El primer pensamiento que tuvo Ace cuando se despertó esa mañana fue que le dolía muchísimo la cabeza. No había duda al respecto: definitivamente se había excedido la noche anterior. Ya no podía beber y salir de fiesta como en sus años universitarios. Aun así, disfrutó de la noche (al menos lo que podía recordar de ella).
El segundo pensamiento que tuvo fue que el pecho contra el que estaba acurrucado estaba cálido. Era agradable despertarse al lado de alguien con quien acurrucarse cuando estaba lidiando con un dolor de cabeza tan terrible.
El tercer pensamiento que tuvo fue que no debía tener a nadie en su cama.
Fue suficiente para que recobrara la conciencia, sus ojos se abrieron de golpe mientras gemía por la repentina entrada de luz. Eso no fue suficiente para evitar que viera el rostro dormido del hombre que estaba a su lado.
Mierda. Era Marco Newgate, su maldito compañero de trabajo.
Ace gritó y se cayó de la cama en su prisa por retroceder (y, lamentablemente, alejarse del calor). Sin querer, arrastró la manta con él, lo que fue suficiente para confirmar que Marco todavía llevaba calzoncillos. Por lo menos, no habían tenido sexo.
Lo cual estaba bien sólo porque si Ace había tenido sexo con Marco, era algo que quería recordar.
Ace no tuvo mucho tiempo para intentar juntar las piezas antes de que el alboroto que armó hiciera que Marco se moviera. Pensó en esconderse en el baño o buscar su ropa, pero no tuvo tiempo. Marco se sentó con un gruñido mientras se sujetaba el costado de la cabeza e inmediatamente posó sus ojos en Ace.
Se quedó boquiabierto. “¿Ace?”
Ace solo pudo saludar torpemente con la mano. “Sí. Hola, Marco”.
Ambos acordaron que lo primero que harían sería vestirse, aunque sintieran el hedor y la vergüenza de haberse emborrachado hasta perder el conocimiento en la ropa de la noche anterior. A continuación, abrieron las botellas de agua que les proporcionaba el hotel y tomaron algo para el dolor de cabeza (por suerte estaban en la habitación de Marco y el hombre siempre tenía una farmacia portátil lista para emergencias). Finalmente, pidieron servicio de habitaciones y Marco se ofreció generosamente a pagar la cuenta por el apetito de Ace.
—Entonces… ¿recuerdas algo de anoche? —preguntó Ace tentativamente.
Marco negó con la cabeza, pero se movía inquieto en el mismo sitio de una forma que a Ace le pareció sospechosa. —No mucho —admitió, pero su mirada se desvió hacia el escritorio de la esquina—. Pero... quizá quieras echarle un vistazo.
Ace le levantó una ceja, pero se dirigió al escritorio de todos modos.
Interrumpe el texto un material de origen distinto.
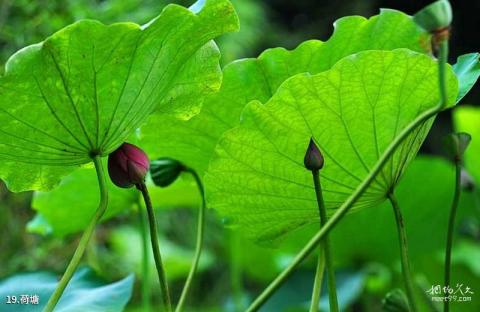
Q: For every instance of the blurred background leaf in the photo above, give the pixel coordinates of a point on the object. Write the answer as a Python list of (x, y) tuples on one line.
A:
[(85, 292)]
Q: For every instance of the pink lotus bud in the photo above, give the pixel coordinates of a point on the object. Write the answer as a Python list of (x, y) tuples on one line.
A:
[(127, 165), (313, 160)]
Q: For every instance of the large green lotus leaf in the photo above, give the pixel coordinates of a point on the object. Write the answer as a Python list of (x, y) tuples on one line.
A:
[(85, 292), (424, 196), (87, 87), (355, 240), (66, 212), (353, 112), (467, 119), (193, 141)]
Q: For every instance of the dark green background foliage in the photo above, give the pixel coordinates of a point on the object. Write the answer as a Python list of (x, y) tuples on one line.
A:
[(233, 269)]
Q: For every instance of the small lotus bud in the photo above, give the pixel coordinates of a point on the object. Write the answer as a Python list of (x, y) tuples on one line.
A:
[(395, 301), (456, 144), (127, 165), (165, 171), (434, 17), (313, 157)]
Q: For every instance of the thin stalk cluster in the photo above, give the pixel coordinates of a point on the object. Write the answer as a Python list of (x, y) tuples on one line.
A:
[(402, 239), (199, 242), (87, 234), (155, 247), (325, 256), (457, 144), (451, 227)]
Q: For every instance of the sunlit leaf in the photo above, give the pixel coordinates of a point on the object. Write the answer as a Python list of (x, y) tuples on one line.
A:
[(467, 70), (86, 88), (425, 216), (66, 212), (193, 141), (353, 112), (467, 119), (126, 242), (85, 292)]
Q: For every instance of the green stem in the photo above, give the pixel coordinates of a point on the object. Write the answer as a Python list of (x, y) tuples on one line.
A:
[(199, 242), (82, 245), (451, 226), (317, 285), (332, 289), (442, 79), (402, 238), (155, 247), (146, 291), (235, 266), (343, 209)]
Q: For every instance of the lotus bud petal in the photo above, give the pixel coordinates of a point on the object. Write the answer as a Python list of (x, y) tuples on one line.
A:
[(434, 17), (128, 166), (313, 160)]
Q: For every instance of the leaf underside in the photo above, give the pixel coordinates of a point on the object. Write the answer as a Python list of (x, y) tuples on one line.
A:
[(193, 141), (353, 112), (86, 88), (62, 211)]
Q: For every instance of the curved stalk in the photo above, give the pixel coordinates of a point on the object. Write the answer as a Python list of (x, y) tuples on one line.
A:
[(451, 226), (343, 209), (146, 291), (155, 247), (402, 238), (317, 284), (199, 242), (325, 246), (82, 245)]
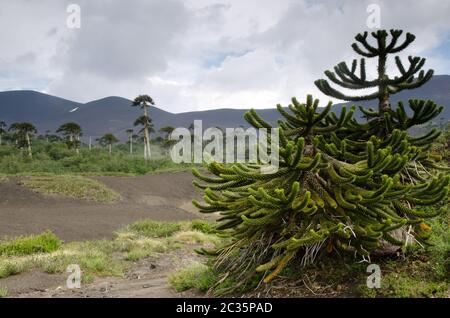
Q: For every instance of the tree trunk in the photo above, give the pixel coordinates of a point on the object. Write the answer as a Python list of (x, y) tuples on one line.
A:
[(27, 136), (146, 136), (131, 144), (76, 145)]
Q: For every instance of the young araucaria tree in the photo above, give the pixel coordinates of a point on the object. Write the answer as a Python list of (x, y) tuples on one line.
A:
[(23, 133), (144, 102), (342, 184), (72, 132)]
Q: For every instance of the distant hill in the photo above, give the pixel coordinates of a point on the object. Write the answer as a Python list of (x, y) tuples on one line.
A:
[(114, 114)]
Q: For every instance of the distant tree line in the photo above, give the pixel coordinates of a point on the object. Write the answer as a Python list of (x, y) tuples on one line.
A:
[(21, 134)]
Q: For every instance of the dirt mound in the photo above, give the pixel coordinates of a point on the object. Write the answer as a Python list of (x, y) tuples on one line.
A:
[(159, 196)]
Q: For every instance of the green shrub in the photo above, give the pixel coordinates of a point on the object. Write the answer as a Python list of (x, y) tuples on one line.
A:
[(26, 245), (203, 226), (196, 275)]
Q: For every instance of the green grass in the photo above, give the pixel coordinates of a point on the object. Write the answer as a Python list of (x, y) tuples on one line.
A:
[(196, 275), (44, 243), (97, 258), (71, 186), (3, 291), (196, 237), (55, 158), (203, 226), (11, 267)]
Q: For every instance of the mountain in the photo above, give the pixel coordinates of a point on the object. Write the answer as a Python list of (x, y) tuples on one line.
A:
[(115, 115)]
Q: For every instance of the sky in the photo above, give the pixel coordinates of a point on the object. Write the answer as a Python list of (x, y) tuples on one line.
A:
[(199, 54)]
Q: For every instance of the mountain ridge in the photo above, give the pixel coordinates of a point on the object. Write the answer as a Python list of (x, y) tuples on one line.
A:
[(47, 112)]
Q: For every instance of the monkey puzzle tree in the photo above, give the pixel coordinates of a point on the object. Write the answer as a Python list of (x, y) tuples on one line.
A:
[(342, 184), (130, 139), (166, 141), (23, 133), (144, 102), (2, 130), (108, 140), (72, 132)]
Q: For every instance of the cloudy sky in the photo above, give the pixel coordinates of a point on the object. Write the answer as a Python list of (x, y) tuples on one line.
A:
[(199, 54)]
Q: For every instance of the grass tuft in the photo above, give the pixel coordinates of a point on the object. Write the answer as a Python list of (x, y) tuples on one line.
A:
[(153, 229), (26, 245), (196, 237), (196, 275), (3, 292), (71, 186)]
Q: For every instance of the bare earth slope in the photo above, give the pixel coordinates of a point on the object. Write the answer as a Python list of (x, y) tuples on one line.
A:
[(160, 196)]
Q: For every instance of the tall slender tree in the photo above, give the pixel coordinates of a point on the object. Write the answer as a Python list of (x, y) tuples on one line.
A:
[(72, 132), (108, 140), (144, 102), (146, 123), (130, 133), (2, 130), (166, 141), (23, 134)]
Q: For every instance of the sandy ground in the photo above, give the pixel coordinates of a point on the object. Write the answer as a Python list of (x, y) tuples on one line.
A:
[(146, 278), (160, 196)]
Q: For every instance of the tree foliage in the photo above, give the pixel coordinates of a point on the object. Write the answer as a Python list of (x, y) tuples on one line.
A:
[(342, 184)]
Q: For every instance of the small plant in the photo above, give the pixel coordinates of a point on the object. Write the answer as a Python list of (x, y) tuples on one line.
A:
[(153, 229), (72, 186), (196, 275), (26, 245), (206, 227)]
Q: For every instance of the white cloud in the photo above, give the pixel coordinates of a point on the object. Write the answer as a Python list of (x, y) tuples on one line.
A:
[(198, 54)]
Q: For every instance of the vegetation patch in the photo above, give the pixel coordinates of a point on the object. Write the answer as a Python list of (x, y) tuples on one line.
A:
[(71, 186), (195, 275), (3, 291), (26, 245), (196, 237), (153, 229)]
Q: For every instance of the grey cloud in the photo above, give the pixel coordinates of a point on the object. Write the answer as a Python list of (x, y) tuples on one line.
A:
[(124, 40)]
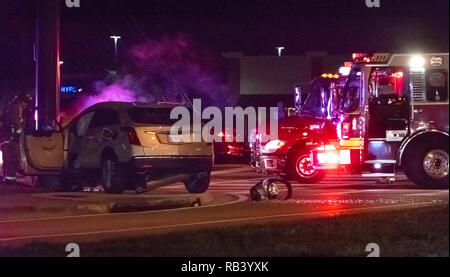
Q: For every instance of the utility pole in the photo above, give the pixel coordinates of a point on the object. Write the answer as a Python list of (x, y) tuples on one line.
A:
[(47, 91), (116, 40)]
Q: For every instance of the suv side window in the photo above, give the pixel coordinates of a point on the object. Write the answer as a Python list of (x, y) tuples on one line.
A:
[(105, 117), (83, 123)]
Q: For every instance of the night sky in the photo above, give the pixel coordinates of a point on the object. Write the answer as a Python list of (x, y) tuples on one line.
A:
[(254, 27)]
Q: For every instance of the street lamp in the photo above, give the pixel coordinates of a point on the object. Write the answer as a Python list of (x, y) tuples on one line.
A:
[(116, 39)]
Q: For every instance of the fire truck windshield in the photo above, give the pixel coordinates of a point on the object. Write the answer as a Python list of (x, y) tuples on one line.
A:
[(352, 92)]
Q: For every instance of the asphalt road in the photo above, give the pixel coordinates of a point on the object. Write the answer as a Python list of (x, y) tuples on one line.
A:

Y justo cuando pensaba que ya no podía haber más sorpresas hoy (lo cual era muy ingenuo considerando que el día recién había comenzado), la más grande de todas se sentó frente a él:
Había dos anillos de oro sobre el escritorio, pero esos anillos por sí solos no eran suficientes porque fácilmente podían ser falsificaciones, simples juguetes. No. Lo que sí era condenatorio eran los documentos que se encontraban debajo de dichos anillos: un certificado de matrimonio y una licencia de matrimonio.
—Nooooooo —gruñó Ace—. ¡No, no, no, no, no!
—Sí, aparentemente —dijo Marco secamente, pellizcándose el puente de la nariz.
—¿Y estos son nuestros? —Ace tomó los documentos y los leyó. Efectivamente, sus nombres legales completos estaban escritos con claridad, tal como Ace reconoció en la letra de Marco—. Por supuesto.
“¿Por supuesto qué?”
“Por supuesto que podrías completar documentos de matrimonio estando borracho hasta perder el conocimiento”.